トンプソンを握っているのは小竹だ。もちろん当てるつもりはない。
ぱらららっ!ぱららららっ!
天に向け地に向け、まるで見当ちがいの方向を狙って威嚇射撃を行う。
それでも相手はひるまない。
ぱん!ぱん!……ちっ!
「!?」
小竹のすぐ横に着弾した。
狙いが正確になってきているっ!
小竹は青ざめてふり返った。
「や、矢田!?」
「…このままじゃやばいな……!」
矢田が憎々しげにつぶやく。
「ありったけバラまけ!一気に走るぞ!」
「お、おう!」
ぱららららららっ!
小竹、必死の一撃!
無数の銃弾が地面をえぐり、「襲撃者」のいる辺りを容赦なくなぎ払う。
相手もさすがに躊躇したのだろう。
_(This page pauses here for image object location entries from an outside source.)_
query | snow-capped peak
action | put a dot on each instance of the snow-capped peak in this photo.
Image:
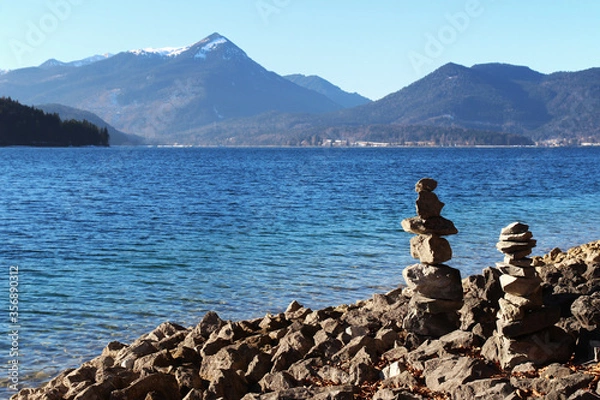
(210, 46)
(163, 52)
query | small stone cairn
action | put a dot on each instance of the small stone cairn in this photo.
(525, 326)
(435, 289)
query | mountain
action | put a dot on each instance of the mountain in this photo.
(163, 94)
(320, 85)
(79, 63)
(487, 104)
(21, 125)
(116, 137)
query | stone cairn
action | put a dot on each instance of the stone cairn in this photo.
(435, 289)
(525, 326)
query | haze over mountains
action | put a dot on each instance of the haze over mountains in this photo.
(212, 93)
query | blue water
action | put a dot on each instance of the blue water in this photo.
(112, 242)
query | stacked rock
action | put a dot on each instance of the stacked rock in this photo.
(525, 326)
(521, 310)
(435, 289)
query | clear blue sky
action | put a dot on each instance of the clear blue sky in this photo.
(373, 48)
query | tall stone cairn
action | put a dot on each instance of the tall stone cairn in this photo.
(525, 326)
(435, 289)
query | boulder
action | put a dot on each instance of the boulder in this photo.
(530, 322)
(430, 249)
(514, 228)
(425, 185)
(448, 374)
(164, 384)
(428, 205)
(434, 281)
(434, 225)
(434, 325)
(520, 286)
(586, 309)
(549, 345)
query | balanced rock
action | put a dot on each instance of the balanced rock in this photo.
(428, 205)
(434, 281)
(426, 185)
(435, 225)
(430, 249)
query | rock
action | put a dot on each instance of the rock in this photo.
(520, 286)
(516, 237)
(518, 271)
(586, 309)
(209, 324)
(277, 381)
(430, 249)
(549, 345)
(434, 281)
(531, 321)
(484, 389)
(434, 306)
(228, 385)
(426, 324)
(434, 225)
(426, 185)
(447, 374)
(428, 205)
(164, 384)
(515, 228)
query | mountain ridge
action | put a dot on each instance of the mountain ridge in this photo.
(212, 87)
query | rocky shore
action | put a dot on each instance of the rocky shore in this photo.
(362, 351)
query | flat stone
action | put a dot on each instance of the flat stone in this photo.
(548, 345)
(426, 324)
(534, 300)
(517, 262)
(434, 281)
(515, 227)
(516, 237)
(426, 185)
(519, 286)
(515, 247)
(510, 312)
(513, 270)
(428, 205)
(435, 225)
(531, 322)
(434, 306)
(430, 249)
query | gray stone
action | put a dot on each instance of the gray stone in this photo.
(543, 347)
(532, 301)
(516, 237)
(517, 262)
(531, 321)
(435, 225)
(434, 325)
(426, 185)
(434, 281)
(586, 309)
(434, 306)
(428, 205)
(514, 270)
(161, 383)
(520, 286)
(430, 249)
(514, 228)
(483, 389)
(516, 247)
(447, 374)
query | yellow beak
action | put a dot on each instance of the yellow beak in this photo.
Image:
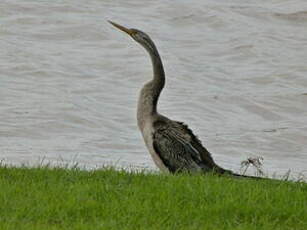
(128, 31)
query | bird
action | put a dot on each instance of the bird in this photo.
(172, 145)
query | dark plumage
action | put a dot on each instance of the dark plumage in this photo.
(172, 144)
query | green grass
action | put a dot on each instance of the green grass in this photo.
(44, 198)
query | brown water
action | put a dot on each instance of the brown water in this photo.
(236, 73)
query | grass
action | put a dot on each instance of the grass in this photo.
(57, 198)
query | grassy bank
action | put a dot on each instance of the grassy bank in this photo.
(42, 198)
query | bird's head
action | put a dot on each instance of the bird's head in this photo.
(138, 36)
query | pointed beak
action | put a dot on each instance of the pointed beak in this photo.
(128, 31)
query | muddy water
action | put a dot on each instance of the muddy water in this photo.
(236, 73)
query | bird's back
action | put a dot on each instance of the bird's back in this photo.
(179, 149)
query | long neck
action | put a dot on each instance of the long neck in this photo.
(148, 99)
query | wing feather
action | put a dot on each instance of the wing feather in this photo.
(178, 148)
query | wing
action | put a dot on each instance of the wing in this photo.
(179, 149)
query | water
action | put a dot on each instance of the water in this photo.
(236, 73)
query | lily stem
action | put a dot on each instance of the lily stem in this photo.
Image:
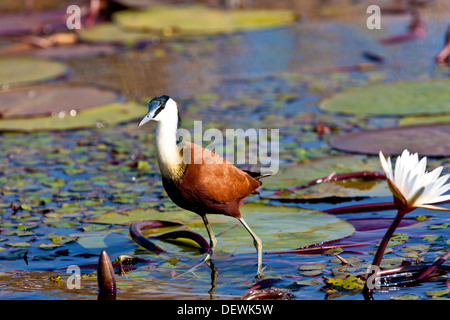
(384, 242)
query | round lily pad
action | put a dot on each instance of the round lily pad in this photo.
(279, 227)
(111, 33)
(196, 19)
(48, 100)
(94, 117)
(431, 140)
(297, 175)
(399, 98)
(20, 71)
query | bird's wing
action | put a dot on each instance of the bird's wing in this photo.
(216, 178)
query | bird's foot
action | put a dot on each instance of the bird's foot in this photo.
(207, 260)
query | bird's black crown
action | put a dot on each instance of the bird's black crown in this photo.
(162, 99)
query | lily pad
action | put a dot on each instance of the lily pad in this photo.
(399, 98)
(279, 227)
(301, 173)
(112, 33)
(200, 20)
(431, 140)
(22, 71)
(58, 100)
(94, 117)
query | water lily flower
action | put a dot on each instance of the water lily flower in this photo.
(412, 186)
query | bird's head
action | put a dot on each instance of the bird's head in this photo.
(161, 108)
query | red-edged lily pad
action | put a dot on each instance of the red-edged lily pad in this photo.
(48, 100)
(428, 140)
(24, 70)
(32, 22)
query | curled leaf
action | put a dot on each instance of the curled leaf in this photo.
(105, 276)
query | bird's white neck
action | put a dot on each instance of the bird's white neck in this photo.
(167, 149)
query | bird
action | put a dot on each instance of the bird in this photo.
(197, 179)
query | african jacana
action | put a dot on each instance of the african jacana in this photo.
(206, 185)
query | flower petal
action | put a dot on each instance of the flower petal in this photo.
(435, 208)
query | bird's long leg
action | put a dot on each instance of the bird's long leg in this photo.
(258, 245)
(212, 246)
(212, 238)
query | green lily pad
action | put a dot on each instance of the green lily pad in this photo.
(94, 117)
(279, 227)
(59, 100)
(428, 140)
(200, 20)
(301, 173)
(23, 71)
(112, 33)
(405, 121)
(347, 283)
(399, 98)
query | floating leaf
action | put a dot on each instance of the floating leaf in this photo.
(406, 296)
(20, 71)
(59, 100)
(427, 140)
(18, 244)
(112, 33)
(437, 293)
(348, 283)
(93, 117)
(279, 227)
(399, 98)
(186, 19)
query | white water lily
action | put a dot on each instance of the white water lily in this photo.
(414, 187)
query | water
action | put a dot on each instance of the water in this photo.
(257, 79)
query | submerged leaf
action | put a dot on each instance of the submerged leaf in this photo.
(399, 98)
(172, 20)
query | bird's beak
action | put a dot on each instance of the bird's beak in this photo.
(153, 106)
(147, 118)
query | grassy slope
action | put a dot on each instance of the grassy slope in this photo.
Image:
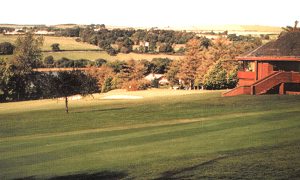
(66, 43)
(92, 55)
(180, 136)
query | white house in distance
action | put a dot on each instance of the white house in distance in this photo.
(162, 80)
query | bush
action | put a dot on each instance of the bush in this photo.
(55, 47)
(135, 85)
(49, 60)
(6, 48)
(100, 62)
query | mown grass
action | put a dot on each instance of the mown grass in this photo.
(66, 43)
(179, 136)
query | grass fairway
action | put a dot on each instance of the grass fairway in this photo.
(92, 55)
(66, 43)
(167, 134)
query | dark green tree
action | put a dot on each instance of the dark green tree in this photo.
(66, 84)
(55, 47)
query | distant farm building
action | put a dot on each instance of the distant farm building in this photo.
(162, 80)
(272, 68)
(44, 33)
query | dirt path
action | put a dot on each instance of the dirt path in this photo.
(137, 126)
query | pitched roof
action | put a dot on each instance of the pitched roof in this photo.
(286, 47)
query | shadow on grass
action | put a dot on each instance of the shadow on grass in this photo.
(100, 110)
(105, 175)
(260, 168)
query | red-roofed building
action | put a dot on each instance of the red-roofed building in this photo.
(272, 68)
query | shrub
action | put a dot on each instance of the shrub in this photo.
(49, 60)
(6, 48)
(55, 47)
(135, 85)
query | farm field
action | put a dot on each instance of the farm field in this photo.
(92, 55)
(167, 134)
(66, 43)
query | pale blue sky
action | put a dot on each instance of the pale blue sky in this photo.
(151, 13)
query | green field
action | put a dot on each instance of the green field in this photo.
(166, 135)
(92, 55)
(88, 51)
(66, 43)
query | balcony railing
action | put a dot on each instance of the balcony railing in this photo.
(246, 75)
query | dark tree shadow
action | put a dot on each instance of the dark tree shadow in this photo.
(105, 175)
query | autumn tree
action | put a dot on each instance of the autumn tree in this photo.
(66, 84)
(189, 65)
(27, 56)
(172, 72)
(104, 76)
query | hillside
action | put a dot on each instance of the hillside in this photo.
(184, 135)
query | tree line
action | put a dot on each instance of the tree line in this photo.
(207, 64)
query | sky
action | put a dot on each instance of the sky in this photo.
(151, 13)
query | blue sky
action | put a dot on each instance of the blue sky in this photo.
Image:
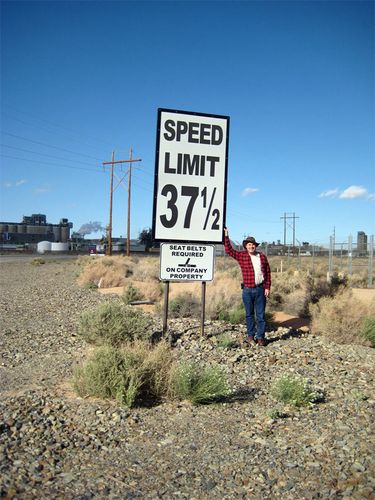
(80, 79)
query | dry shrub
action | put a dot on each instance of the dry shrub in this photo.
(136, 375)
(114, 323)
(359, 279)
(147, 269)
(106, 272)
(223, 293)
(185, 305)
(296, 303)
(149, 290)
(340, 318)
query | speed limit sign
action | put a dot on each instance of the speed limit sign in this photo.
(190, 176)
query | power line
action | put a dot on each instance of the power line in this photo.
(48, 163)
(43, 154)
(49, 145)
(71, 131)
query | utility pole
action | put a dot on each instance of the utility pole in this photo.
(286, 217)
(113, 174)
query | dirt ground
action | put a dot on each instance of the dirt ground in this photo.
(366, 295)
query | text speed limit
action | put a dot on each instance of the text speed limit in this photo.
(190, 177)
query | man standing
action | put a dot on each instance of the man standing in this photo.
(256, 285)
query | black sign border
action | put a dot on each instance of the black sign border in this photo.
(156, 174)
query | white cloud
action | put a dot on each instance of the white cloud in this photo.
(9, 185)
(353, 192)
(247, 191)
(330, 193)
(41, 190)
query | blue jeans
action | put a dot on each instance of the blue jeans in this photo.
(255, 301)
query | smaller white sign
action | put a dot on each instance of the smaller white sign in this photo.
(186, 262)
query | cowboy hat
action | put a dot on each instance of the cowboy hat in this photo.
(249, 239)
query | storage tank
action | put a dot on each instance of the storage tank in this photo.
(43, 246)
(64, 233)
(59, 247)
(40, 230)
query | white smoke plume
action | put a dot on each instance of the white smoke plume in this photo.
(90, 227)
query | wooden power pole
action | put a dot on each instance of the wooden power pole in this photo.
(111, 191)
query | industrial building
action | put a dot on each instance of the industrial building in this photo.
(361, 243)
(33, 229)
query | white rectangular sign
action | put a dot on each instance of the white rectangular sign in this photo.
(186, 262)
(190, 177)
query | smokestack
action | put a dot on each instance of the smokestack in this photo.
(90, 227)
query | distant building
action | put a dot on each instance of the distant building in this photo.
(33, 229)
(361, 243)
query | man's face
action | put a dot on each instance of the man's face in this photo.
(250, 247)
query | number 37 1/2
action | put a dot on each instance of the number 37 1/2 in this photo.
(170, 191)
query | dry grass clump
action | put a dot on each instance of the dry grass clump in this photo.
(359, 279)
(138, 374)
(223, 294)
(141, 374)
(341, 318)
(113, 323)
(184, 305)
(150, 290)
(147, 269)
(198, 384)
(106, 272)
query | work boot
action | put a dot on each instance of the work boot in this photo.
(249, 340)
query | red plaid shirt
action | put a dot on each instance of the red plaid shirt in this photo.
(244, 260)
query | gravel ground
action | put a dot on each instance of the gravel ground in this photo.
(56, 445)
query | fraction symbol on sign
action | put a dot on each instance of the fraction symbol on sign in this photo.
(209, 208)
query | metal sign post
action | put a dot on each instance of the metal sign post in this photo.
(184, 263)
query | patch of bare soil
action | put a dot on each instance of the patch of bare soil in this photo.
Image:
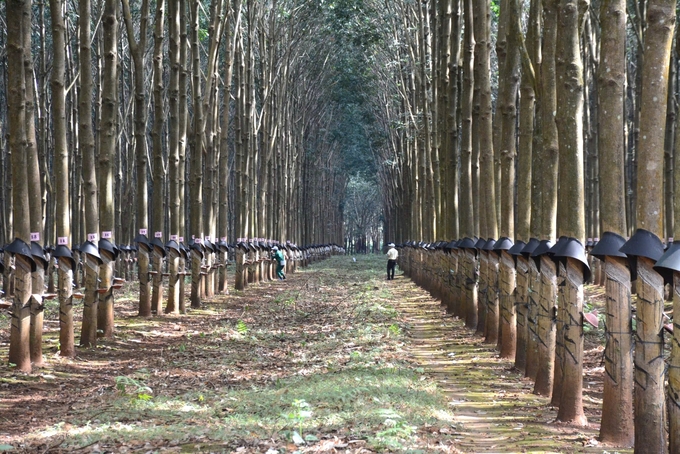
(300, 324)
(495, 409)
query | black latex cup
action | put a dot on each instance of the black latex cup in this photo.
(517, 248)
(158, 245)
(92, 250)
(62, 252)
(669, 263)
(530, 247)
(466, 243)
(19, 247)
(172, 245)
(106, 245)
(488, 246)
(643, 243)
(574, 249)
(543, 247)
(38, 254)
(503, 244)
(143, 242)
(610, 244)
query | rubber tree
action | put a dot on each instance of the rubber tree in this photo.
(61, 172)
(19, 352)
(616, 426)
(138, 51)
(108, 135)
(548, 157)
(650, 433)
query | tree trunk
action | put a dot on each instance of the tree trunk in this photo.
(649, 408)
(617, 425)
(522, 305)
(107, 153)
(159, 164)
(19, 352)
(546, 330)
(617, 399)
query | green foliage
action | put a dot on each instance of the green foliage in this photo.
(130, 387)
(299, 412)
(241, 327)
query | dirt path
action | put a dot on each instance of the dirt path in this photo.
(495, 411)
(323, 353)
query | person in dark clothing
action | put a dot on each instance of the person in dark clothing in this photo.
(392, 255)
(280, 263)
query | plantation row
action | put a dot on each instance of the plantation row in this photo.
(527, 299)
(149, 261)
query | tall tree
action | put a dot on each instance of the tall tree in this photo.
(650, 434)
(138, 52)
(61, 171)
(617, 400)
(19, 352)
(571, 210)
(88, 335)
(108, 135)
(547, 155)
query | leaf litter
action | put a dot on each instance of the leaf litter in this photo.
(331, 360)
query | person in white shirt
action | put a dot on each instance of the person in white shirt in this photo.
(392, 255)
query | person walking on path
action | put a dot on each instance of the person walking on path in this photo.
(280, 263)
(392, 255)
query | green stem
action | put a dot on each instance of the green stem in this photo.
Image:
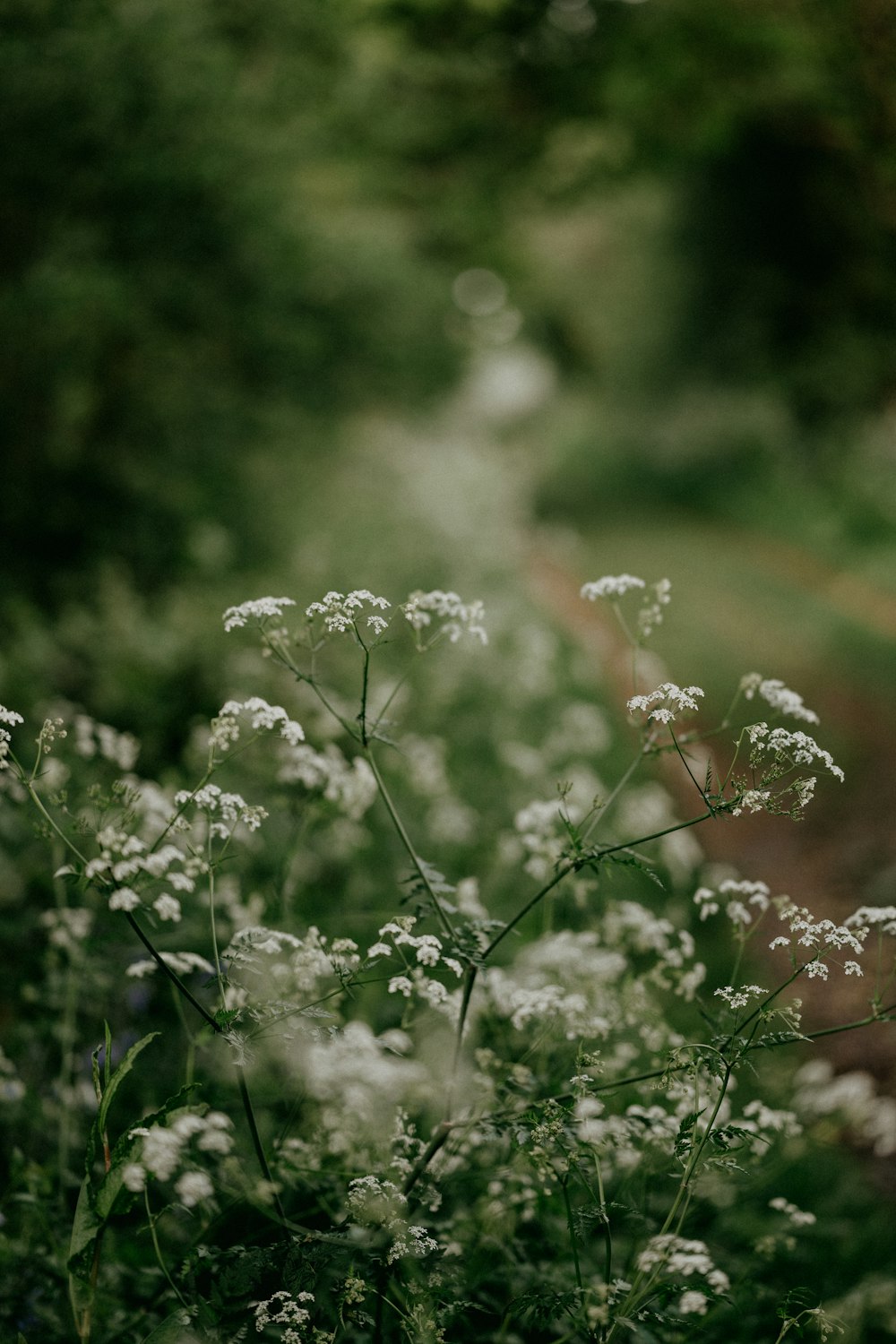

一瞬だけ射撃が止まった。

はづきが「護身用の」手榴弾を投げつけたのは、まさにそのときであった。

「ゴメンなさい!よけてっ!」
「!?」
ひゅん!ひゅん!ひゅん!
3個の手榴弾が放物線を描いて、「敵」が身を潜めているとおぼしき空間に投げ込まれた。
と言っても、お嬢様育ちのはづきがやることである。
安全ピンを抜いて底に衝撃を与え、心の中で「1・2・3……」と数えてから上手投げ、
などと本格的なことができるわけもなく、「安全ピンをつけたまま」の状態で、
しかもアンダースローでゆっくりと投げつけただけである。
それでも「そんなもの」がいきなり転がってくれば、誰だって仰天する。
「きゃーっ!」
「!?」
襲撃者は悲鳴を上げて(やはり女の声だった!)、矢田たちとは正反対の方向、茂みの向こうへと
ガサガサと逃げ去っていった。
チャンスだ!
「走れ!」
同時に矢田たちも後退した。
手榴弾を回収するつもりはなかった。

走りながら、小竹が言った。
「さっきの声、女だったな……」
「……」
「まさか女が、俺たちを殺そうとするなんて……」
「……」
たぶんに男女差別的な表現が含まれていたが、矢田もおおむね同意見である。
はづきが震える声で言った、
「あの声、中山さんじゃなかったかしら……?」
「……」
「……」
2人は互いの顔を見合わせた。
やはり中山だったのか。
2人ともそう思っていたので、
はづきの言葉を否定することはできなかった。

矢田は思った。
中山しおり【女子18番】。あの病弱な少女がなぜ。
生まれつき体の弱い少女だった。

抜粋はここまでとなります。